Introduction

Osteoporosis is a metabolic bone disease characterized by impaired bone strength, predisposing the individual to an increased risk of fracture [1]. Osteoporosis affects the population worldwide, particularly the elderly in developed countries [2]. In the European Union, the economic burden of osteoporotic fractures has been estimated at 37 billion euros per year and is expected to increase by 25% in 2025 [3].

Besides hip fractures, vertebral fractures are the most common and most consequential osteoporotic fractures [4]. Their prevalence among Europeans older than 50 years ranges between 18 and 26% [5]. Vertebral fractures have dramatic consequences that include a reduced quality of life [6], a 2-fold increase in age-adjusted mortality risk [7], and a 3-fold increase in the risk of additional fractures compared to the normal population, respectively [8]. All types of osteoporotic fractures in the elderly foreshadow a high risk of poor outcomes, so that early medical intervention is strongly advised [9]. Medical treatment can specifically target patients with a very high risk profile and long-term management is generally required [10].

The main problem of osteoporosis is that osteoporotic patients remain asymptomatic until a fracture occurs. Moreover, osteoporotic vertebral fractures remain clinically silent with only 15–30% coming to clinical attention [11]. Thus, the primary aim in osteoporosis care is to identify people at high risk of fractures in order to initiate medical treatment before the first fracture occurs. To date, the standard screening method includes assessing clinical risk factors and measuring areal bone mineral density (aBMD) using dual-energy X-ray absorptiometry (DXA) [1]. However, there are two major concerns with this approach. First, less than half of women (44%) and even fewer men (21%) with osteoporotic fractures exhibited low aBMD in a large observational study [12], emphasizing the inherent inaccuracies of DXA [13]. Second, there is significant variability in the access to DXA services and many fall short of international quality standards [14]. Yet, other methods of bone densitometry exhibit even more disadvantages: quantitative computed tomography (QCT) has limited availability, is more expensive, and is associated with a substantially higher radiation dose (> 100-fold) [15]. Thus, an alternative method for osteoporosis screening that would be readily available and exhibits a higher accuracy than DXA in predicting major osteoporotic fractures is highly warranted.

With the advent of sufficient computational power “deep learning”, an approach to machine learning using layers of convolutional neural networks (CNNs), has lately become popular. Specifically, CNNs can increase efficiency and accuracy in segmentation tasks. We recently introduced a framework for fully automatic segmentation of vertebrae in any CT dataset within several seconds [16, 17]. This was a cornerstone for the implementation of an opportunistic screening tool that can extract spinal bone measures from any CT data in a fully automatic fashion. Opportunistic quantitative evaluation of preexisting clinical routing CT entails neither additional costs nor radiation exposure [15]. Building on this groundwork, we now aim to proof the concept of opportunistic osteoporosis screening using our fully automated framework (https://anduin.bonescreen.de) to assess various bone measures in clinical CT and to investigate their predictive value for vertebral fracture assessment.

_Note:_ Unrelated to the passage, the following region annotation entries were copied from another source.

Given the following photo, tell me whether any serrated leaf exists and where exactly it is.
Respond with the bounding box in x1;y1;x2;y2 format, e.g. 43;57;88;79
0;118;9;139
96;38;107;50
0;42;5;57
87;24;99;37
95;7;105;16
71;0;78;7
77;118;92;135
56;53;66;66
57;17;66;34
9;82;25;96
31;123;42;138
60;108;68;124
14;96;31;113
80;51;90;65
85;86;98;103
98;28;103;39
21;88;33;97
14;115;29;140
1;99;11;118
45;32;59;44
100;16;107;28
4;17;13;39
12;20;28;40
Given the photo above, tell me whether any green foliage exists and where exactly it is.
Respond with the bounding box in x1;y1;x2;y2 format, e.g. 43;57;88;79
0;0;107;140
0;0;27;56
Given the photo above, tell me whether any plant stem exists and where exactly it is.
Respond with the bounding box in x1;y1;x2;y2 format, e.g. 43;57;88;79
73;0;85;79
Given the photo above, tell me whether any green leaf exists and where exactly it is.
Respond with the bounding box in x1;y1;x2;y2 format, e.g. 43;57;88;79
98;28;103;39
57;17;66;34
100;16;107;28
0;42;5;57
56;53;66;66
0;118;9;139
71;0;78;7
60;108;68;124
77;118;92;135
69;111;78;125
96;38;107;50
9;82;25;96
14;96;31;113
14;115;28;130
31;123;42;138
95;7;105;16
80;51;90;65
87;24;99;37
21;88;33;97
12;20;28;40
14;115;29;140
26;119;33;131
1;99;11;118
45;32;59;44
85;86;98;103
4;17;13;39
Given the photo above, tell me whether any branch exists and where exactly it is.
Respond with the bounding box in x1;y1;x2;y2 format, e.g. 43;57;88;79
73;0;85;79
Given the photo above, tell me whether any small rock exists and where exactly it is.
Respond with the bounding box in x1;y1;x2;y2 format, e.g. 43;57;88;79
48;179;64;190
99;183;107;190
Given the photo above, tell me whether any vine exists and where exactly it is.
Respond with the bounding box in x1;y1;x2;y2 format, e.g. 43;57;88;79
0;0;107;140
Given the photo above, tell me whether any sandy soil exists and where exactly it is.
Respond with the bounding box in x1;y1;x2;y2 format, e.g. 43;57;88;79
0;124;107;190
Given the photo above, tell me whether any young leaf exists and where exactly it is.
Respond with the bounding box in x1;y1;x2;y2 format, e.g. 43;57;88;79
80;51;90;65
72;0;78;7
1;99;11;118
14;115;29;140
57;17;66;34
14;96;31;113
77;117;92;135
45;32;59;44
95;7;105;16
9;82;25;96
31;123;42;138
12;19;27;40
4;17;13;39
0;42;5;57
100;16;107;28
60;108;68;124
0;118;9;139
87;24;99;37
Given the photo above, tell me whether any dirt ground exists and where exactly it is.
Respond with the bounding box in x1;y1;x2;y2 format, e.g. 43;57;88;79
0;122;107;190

The purpose of this study was to systematically compare the association between prevalent osteoporotic vertebral fractures and various measures of spinal bone mass, extracted from clinical routine CT both automatically and manually, with the reference standard of DXA.

Methods

Study population

The local institutional review board approved this monocentric retrospective study (ethics committee’s reference number 27/19S/SR) and waived written informed consent. In a query on all patients registered until May 2017 in the institutional database, we identified 360 patients who had DXA and CT available including parts of the thoracolumbar spine. The maximum interval between DXA and CT exams was defined as 12 months. We excluded patients with a history of vertebral metastasis or hematologic disorders (n = 18), without assessable lumbar DXA (n = 34), without assessable CT (due to visualization of fractured vertebrae only, tube voltage other than 120 kV, or severely limited image quality; n = 15), and patients younger than 50 years at the time of DXA examination (n = 35). CT scans of the remaining 258 patients were screened for prevalent osteoporotic vertebral fractures using the semi-quantitative technique by Genant [18]. Based on visual image review, patients were categorized either as fractured (if grade ≥ 1) or non-fractured. To enable a correct fracture classification and not miss a fracture that was not visualized due to partial coverage of the spine in the CT scan, non-fractured patients were excluded from the study if not at least vertebral levels T7 to L4 were visualized (n = 66). This yielded a final study group of 192 patients, with 148 patients (77%) showing at least one prevalent osteoporotic vertebral fracture.

CT image acquisition

CT scans were performed on six different multidetector CT scanners (Philips Brilliance 64, iCT 256, and IQon, Philips Medical Systems; Siemens Somatom Definition AS, Somatom Definition AS+, and Somatom Sensation Cardiac 64, Siemens Healthineers); some scans were performed after administration of either both oral (Barilux Scan, Sanochemia Diagnostics) and intravenous (Iomeron 400, Bracco) contrast medium or only intravenous contrast material (n = 61). Image data were acquired with all scanners in helical mode with a peak tube voltage of 120 kVp, a slice thickness of 0.9–1 mm, and adaptive tube load. Post-contrast scans were acquired in either the arterial or portal venous phase, triggered by a threshold of CT attenuation surpassed in a region of interest placed in the aorta or after a delay of 70 s, respectively, depending on the clinical indication for CT imaging. Sagittal reformations of the spine with 1-, 2-, or 3-mm slice thickness were reconstructed with a bone kernel and used for further analysis in this study. Imaging was performed for various indications not related to bone densitometry: acute back pain or suspected spinal fracture (n = 86); cancer staging, restaging, or follow-up (n = 55); exclusion of acute abdominal pathology (n = 21); chronic back pain (n = 14); and postoperative examination (n = 16).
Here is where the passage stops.